The Smile Off Your Face
Ontroerend Goed @ State Theatre Company Rehearsal Room
2:00pm, Thu 28 Feb 2013
At the Festival Launch last October, I was delighted to see that Ontroerend Goed were bringing a trio of their immersive performance art pieces to the Adelaide Festival; they were the first three tickets I actually bought. And so it was that I was in the first group of people for the first performance of The Smile Off Your Face; poor timing (and a sleepy haze) saw me running stupidly early, the first to arrive at the little waiting area just inside the Playhouse. A lovely chat with the Festival staff, some friendly words with the other five patrons who turned up (none of whom had taken part in this performance before), and before I knew it I was descending the steps on my way to the STC Rehearsal Room with another punter… the first two people to participate in the 2013 revision of The Smile Off Your Face.
After an amiable chat as we sat across from each other in the low light of the “waiting area” prior to the Smile experience, I offered the woman who had come down with me the first spot; I’ve already experienced this performance, I told her, and I playfully ignored her curious queries as to the nature of the piece. And, as I watched one of the Ontroerend Goed crew quietly bring in a wheelchair and gently introduce themselves to my fellow audience member, the memories came flooding back: The wheelchair. The blindfold.
The binding of the hands.
Oh shit – the binding of the hands. “There’s going to be some light bondage” – that’s what had been whispered in my ear five years ago, and I started remembering the mild sense of (eventually) swallowed panic that had accompanied the initial engagement… and all the other memories that had been rattling around my skull (which were more feelings and broad features, rather than minute details) disappeared in a rush of apprehension.

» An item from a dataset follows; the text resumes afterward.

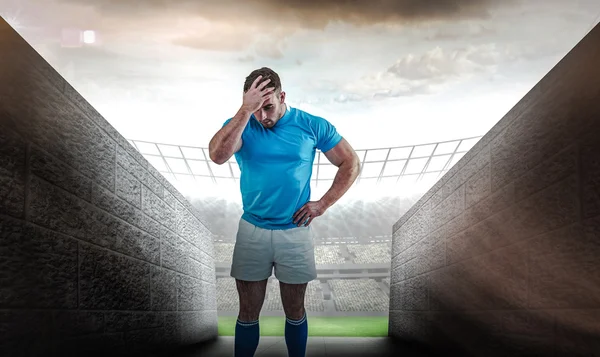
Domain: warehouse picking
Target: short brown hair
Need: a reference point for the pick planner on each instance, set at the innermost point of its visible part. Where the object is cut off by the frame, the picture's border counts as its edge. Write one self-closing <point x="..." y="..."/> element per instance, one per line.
<point x="266" y="73"/>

But I was soon in the wheelchair myself. Comfortable… familiar. The blindfold… yep, I’m good. The binding of the hands again… my heart flutters a little, and I take a deep breath as my wheelchair is pushed, swung around corners…
Just like last time.
So much of the experience is familiar: I’m still lured into a world defined by my lesser-used senses. I drink in the ambient noises that accompany Polly Jean, hearing the woman that preceded me in the temporal distance; I’m left alone just long enough for me to start wondering whether (maybe) I’d been forgotten. The nose-rubbing with (what turned out to be) the “bearded” bloke; taking the left side on the bed again (some habits die hard), with a sensuous female voice whispering in my ear. The tactile double entendre of the carrot and red-lace of Saint Nick… and then the denouement.
The “bearded” man greeted me again, and showed me the Polaroid taken earlier, just after I’d been pushed up against a wall; the photo showed a genuinely happy version of Me, grinning whilst craning to hear sounds. But then he looked at me, just prior to the finale; “I like your smile,” he said.

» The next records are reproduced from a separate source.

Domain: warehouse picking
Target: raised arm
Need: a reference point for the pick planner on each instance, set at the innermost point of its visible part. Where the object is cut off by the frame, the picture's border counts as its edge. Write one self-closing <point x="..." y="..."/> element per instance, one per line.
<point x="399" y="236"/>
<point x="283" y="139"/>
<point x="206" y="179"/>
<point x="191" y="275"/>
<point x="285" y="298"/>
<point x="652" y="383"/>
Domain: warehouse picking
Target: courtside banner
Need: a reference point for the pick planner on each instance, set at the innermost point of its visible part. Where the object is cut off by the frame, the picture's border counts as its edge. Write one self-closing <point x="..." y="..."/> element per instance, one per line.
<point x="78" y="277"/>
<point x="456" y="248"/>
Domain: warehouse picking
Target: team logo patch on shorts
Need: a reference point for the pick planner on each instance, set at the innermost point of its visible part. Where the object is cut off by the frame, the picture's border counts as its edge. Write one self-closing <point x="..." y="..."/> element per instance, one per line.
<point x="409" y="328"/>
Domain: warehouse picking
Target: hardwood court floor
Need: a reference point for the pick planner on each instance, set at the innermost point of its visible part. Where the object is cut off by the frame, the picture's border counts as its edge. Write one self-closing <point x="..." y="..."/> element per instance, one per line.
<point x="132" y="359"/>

“I’ve done this before,” I pre-empted. “I know this is the part that fucks me up.”
He faintly nodded and smiled in acknowledgement, and that caused me to grin, too. He seized the opportunity – “hold that smile,” he insisted, before the tears started rolling down his cheeks as my wheelchair was pulled away, his arm outstretched towards me.

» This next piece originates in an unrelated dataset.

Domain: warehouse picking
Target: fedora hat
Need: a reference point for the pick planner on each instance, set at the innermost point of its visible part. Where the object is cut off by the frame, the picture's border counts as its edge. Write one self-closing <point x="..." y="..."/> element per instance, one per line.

And, once again, I was left emotionally mangled by the experience. Once again, I walked away from the venue elated and shattered and spent, grinning and aching and silently delighted that I got to go through That Experience… again.
But, as I walked up the stairs of the Festival Centre, I suddenly remembered that I’d done this before. I’d written about this before. Out came the phone as I stood mid-flight and compared notes… and I was genuinely surprised to see how much I have changed… and how much Smile has stayed the same. The similarities and changes in my reactions.
By seeing The Smile Off Your Face a second time, not only was I subjected to a wonderful piece of performance art, but I was also shown my own growth… and that, in itself, makes for a pretty amazing – and deeply personal – experience.